Mettre à profit le territoire occupé par un ancien golf peut permettre, en contrepartie, de protéger des milieux naturels vierges de l'urbanisation qui risquerait, sans mesure de protection, de s'y étendre. Or, protéger les milieux naturels périphériques, restés intacts ou moins artificialisés, est une nécessité.
Préserver une part importante des arbres matures et des autres éléments d’intérêt écologique d’un ancien golf, et y offrir des lieux de loisirs et de socialisation, est possible. Procéder à une densification verte de certains anciens golfs pour atteindre simultanément ces divers objectifs est une solution à envisager sérieusement.
Les golfs : la pointe de l’iceberg des transformations urbaines à venir
Bref, la question de transformer les anciens terrains de golf en parc ou en quartier en cache une plus générale : où et comment devrons-nous reconstruire la ville sur elle-même?
Le développement urbain durable passe par des transformations majeures de nos quartiers… et on ne fera pas d’omelette sans casser d'œufs. La fin de l’étalement urbain amorce l’ère de la consolidation massive. Celle-ci bousculera nos habitudes, que ce soit le terrain de golf converti en écoquartier, le bungalow converti en triplex, le couvent converti en logements abordables, l’autoroute convertie en boulevard urbain bordé d’un quartier complet à forte densité.

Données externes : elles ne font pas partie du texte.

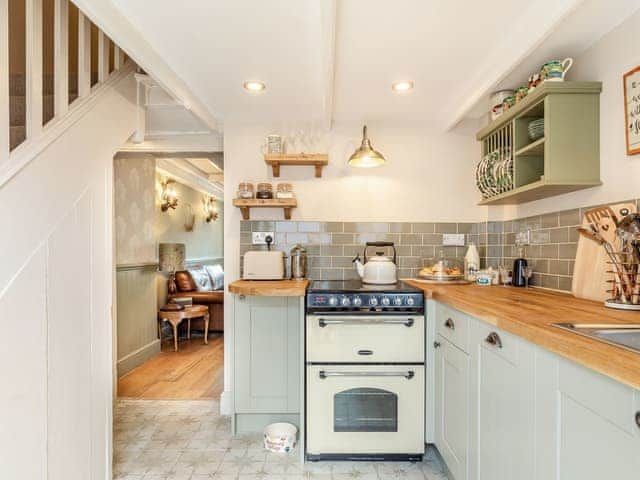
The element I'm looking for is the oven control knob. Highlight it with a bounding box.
[353,296,362,307]
[381,297,391,306]
[341,296,351,307]
[369,297,378,307]
[406,297,415,306]
[328,296,338,306]
[394,297,403,306]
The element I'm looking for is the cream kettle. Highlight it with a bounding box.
[353,242,398,284]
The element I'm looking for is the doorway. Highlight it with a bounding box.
[113,152,224,400]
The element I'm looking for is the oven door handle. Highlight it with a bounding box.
[319,370,415,380]
[318,318,414,328]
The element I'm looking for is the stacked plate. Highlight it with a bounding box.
[528,118,544,140]
[475,148,513,199]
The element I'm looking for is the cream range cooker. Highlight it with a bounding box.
[305,280,425,461]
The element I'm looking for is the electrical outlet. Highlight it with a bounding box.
[442,233,465,246]
[515,230,531,246]
[252,231,275,245]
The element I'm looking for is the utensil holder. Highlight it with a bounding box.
[604,248,640,311]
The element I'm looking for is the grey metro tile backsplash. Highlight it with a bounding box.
[240,220,479,280]
[239,197,640,291]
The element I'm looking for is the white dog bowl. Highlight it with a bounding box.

Le débat autour des golfs constitue une opportunité que les acteurs de la densification devraient saisir. Une fois intéressés par ces questions, les citoyens d’abord inquiets pourront être mobilisés pour pousser la conversation plus loin et participer activement à la réflexion sur comment verdir et densifier nos milieux de vie. Cette conversation demandera transparence et respect de toutes les parties. Passer d’une logique d’opposition à une dynamique de collaboration sur les transformations urbaines est dorénavant un impératif climatique, qu’on le veuille ou non. C’est la responsabilité de tous, municipalités, citoyens et promoteurs, de contribuer au dialogue constructif sur la densification au Québec.
Note : Ce texte porte sur la question des anciens golfs partout au Québec. Néanmoins, par souci de transparence, notez que Vivre en Ville a été appelé, depuis 2014, à réfléchir au devenir possible d’anciens golfs, dont ceux de Brossard et de Rosemère, en offrant de l'accompagnement et du conseil aux municipalités et aux promoteurs. Si nous l’avons fait, c’est que nous avons analysé, de la manière qu’on explique plus haut, que la conversion de golfs pour accueillir un certain développement immobilier a parfois plus d’impacts environnementaux positifs que négatifs. Ces exercices nous ont permis d’explorer concrètement la manière de concilier habitats humains et espaces verts naturels ou artificialisés. Au moment d'écrire cet article, un mandat d'accompagnement du propriétaire du terrain de l'ancien golf de Rosemère, visant à évaluer les caractéristiques de son projet à la lumière des principes et des balises énoncés dans objectifecoquartiers.org, était en cours. Ce mandat a pris fin en mars 2021.